Hacker News new | ask | show | jobs
by halo 5196 days ago
tl;dr: spin-off Wikipedia infoboxes into a seperate project with an API, and then use that data to bootstrap an open data project with broader goals.

In theory, it's a good idea. It takes an existing useful data source and puts in a form that encourages reuse, and since it solves the bootstrapping problem then it's not obviously doomed to failure like the Semantic Web.

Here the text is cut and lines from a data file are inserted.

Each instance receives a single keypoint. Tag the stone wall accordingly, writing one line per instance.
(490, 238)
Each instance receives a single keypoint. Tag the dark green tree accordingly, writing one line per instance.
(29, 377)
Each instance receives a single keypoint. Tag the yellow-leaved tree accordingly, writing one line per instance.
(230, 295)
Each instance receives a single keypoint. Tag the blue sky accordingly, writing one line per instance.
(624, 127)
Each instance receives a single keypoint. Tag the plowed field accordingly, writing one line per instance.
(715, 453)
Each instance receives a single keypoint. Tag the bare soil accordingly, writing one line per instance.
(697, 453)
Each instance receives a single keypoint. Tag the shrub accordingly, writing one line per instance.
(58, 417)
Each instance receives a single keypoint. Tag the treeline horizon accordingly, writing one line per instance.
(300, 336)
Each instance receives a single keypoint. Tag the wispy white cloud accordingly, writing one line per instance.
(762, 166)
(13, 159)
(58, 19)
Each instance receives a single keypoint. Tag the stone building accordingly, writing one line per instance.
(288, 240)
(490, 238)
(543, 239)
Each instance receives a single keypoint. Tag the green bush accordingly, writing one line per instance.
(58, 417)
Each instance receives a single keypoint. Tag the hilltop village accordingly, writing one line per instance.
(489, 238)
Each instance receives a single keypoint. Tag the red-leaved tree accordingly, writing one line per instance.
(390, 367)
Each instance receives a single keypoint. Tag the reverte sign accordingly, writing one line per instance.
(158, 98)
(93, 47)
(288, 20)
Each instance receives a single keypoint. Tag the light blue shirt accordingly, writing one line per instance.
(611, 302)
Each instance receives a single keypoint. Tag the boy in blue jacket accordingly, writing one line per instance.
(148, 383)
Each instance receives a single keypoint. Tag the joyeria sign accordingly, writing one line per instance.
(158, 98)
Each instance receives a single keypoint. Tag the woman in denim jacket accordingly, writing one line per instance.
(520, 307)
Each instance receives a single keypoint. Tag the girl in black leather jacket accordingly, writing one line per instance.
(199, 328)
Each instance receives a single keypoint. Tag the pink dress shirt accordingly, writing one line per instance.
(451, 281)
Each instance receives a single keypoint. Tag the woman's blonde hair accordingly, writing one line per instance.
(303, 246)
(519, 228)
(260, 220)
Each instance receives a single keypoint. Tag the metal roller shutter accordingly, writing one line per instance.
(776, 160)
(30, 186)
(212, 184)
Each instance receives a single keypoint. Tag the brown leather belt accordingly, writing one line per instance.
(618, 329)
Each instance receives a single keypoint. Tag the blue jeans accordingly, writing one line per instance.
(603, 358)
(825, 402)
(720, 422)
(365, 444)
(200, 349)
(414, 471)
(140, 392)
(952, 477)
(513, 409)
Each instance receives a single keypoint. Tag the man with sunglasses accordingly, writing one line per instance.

I see two potential downsides.

My first concern is that, in practice, it will make editing Wikipedia more complex. There's no inherent reason why this should be the case, but there's no inherent reason why Wikimedia Commons should make editing Wikipedia more complex either, yet it undeniably does.

Secondly, it will prevent a similar source of data from appearing with broader terms of use. For example, OpenLibrary is public domain.

2 comments

Is it even possible to have a database of factual content under CC-BY-SA? This is part of the reason OpenStreetMap is moving to ODbL.

Somewhat ironically , since part of the reason is that you can't copyright facts, they didn't just take the existing data under the same theory, but asked everyone to accept the new licence. I wonder what Wikipedia plan to do?

I don't see why you couldn't have a database of facts under CC-BY-SA. You can't copyright individual facts, but you absolutely can copyright a collection of facts as a collection. [1]

I would think the more-pressing problem would be the 'viral' nature of the 'share alike' restriction when it came to API use.

Attribution would also seem to be thorny and difficult to police, but not intractable.

[1] e.g. I can make a phone directory and copyright it. You could take all the data out of my phone directory to make your own directory and that would be fine. But you could not simply make copies of my directory and sell those as your own.

But being able to legally take all the data out and making your own database (or other thing) with it (which you state is fine) is exactly what makes CC-BY-SA pointless/inapplicable to databases of open data.

See this discussion of why CC-BY-SA is unsuitable for OpenStreetMap (which mentions the case law on phone books you refer to):

http://www.osmfoundation.org/wiki/License/Why_CC_BY-SA_is_Un...

Wikipedia says this on Fiest vs Rural and collections of facts:

"In regard to collections of facts, O'Connor states that copyright can only apply to the creative aspects of collection: the creative choice of what data to include or exclude, the order and style in which the information is presented, etc., but not on the information itself. If Feist were to take the directory and rearrange them it would destroy the copyright owned in the data.

The court ruled that Rural's directory was nothing more than an alphabetic list of all subscribers to its service, which it was required to compile under law, and that no creative expression was involved. The fact that Rural spent considerable time and money collecting the data was irrelevant to copyright law, and Rural's copyright claim was dismissed."

http://en.wikipedia.org/wiki/Feist_v._Rural

It seems to me the confusion is over what OpenStreetMap wants to control and what copyright allows them to control.

The 'shortcomings' of CC-BY-SA noted in your first link seem to boil down to use cases involving chunks of data that simply do not qualify for copyright. Thus, by definition, no copyright license could behave any differently than any other in determining what can and can't be done with those chunks of data.

A Terms of Use agreement (and enforcement) could do more, but the particular copyright license is simply moot.

The ODbL isn't (just) a copyright licence, for exactly those reasons.
What editing interface could possibly be more complex than the current system of Infobox "markup"? If Wikidata does nothing besides make it easier to edit those infoboxen, it will be a success.